Is there anyone who makes custom figures based on real people? I would like to have an engineer and fireman for my new shay based on my grandfathers.


----------



## Tenn Steam (Jan 3, 2008)

Rob Bennett- Busy Bodies makes custom figures. They are not everyone's cup of tea, but they will certainly be recognizable. The site is www.robbennett.org.
Bob


----------



## rkapuaala (Jan 3, 2008)

I make real rail road people. Just click on the logo on my signature or click  HERE. I have 2 real engineer and 1 real fireman and one real breakman and one real conductor.
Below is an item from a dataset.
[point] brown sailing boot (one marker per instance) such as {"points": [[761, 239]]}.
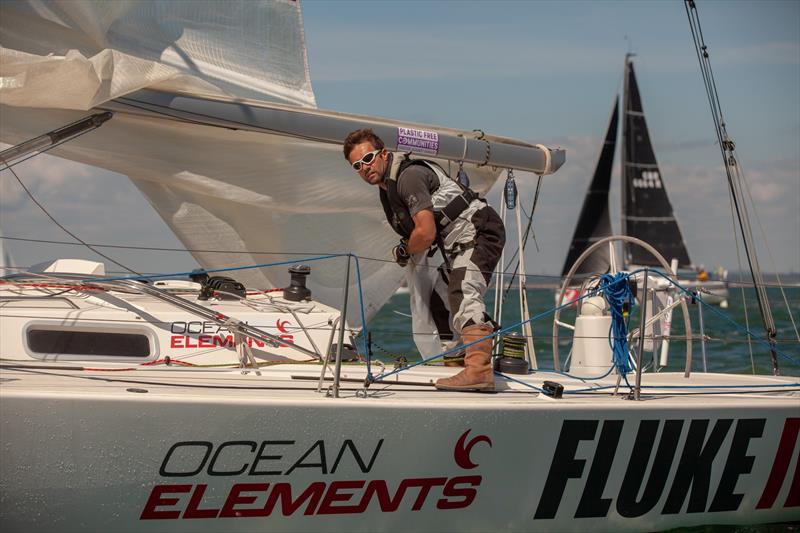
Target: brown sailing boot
{"points": [[478, 374]]}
The others are real people, but they were not engineers or fireman. 
If your grandfathers were real engineers and fireman, and you want figures of them, then I will need three things from you. 
plenty of photos of them at work and up close (portrait style) 
And your permission to reproduce their likeness and sell them on. 
If I they are real railroad, people and I have enough photographic evidence and data, I will reimburse you with 1 custom painted figure of each in every pose that I release them in.


----------



## up9018 (Jan 4, 2008)

I was hoping to hear from you, I sent you a PM


----------



## rkapuaala (Jan 3, 2008)

I responded


----------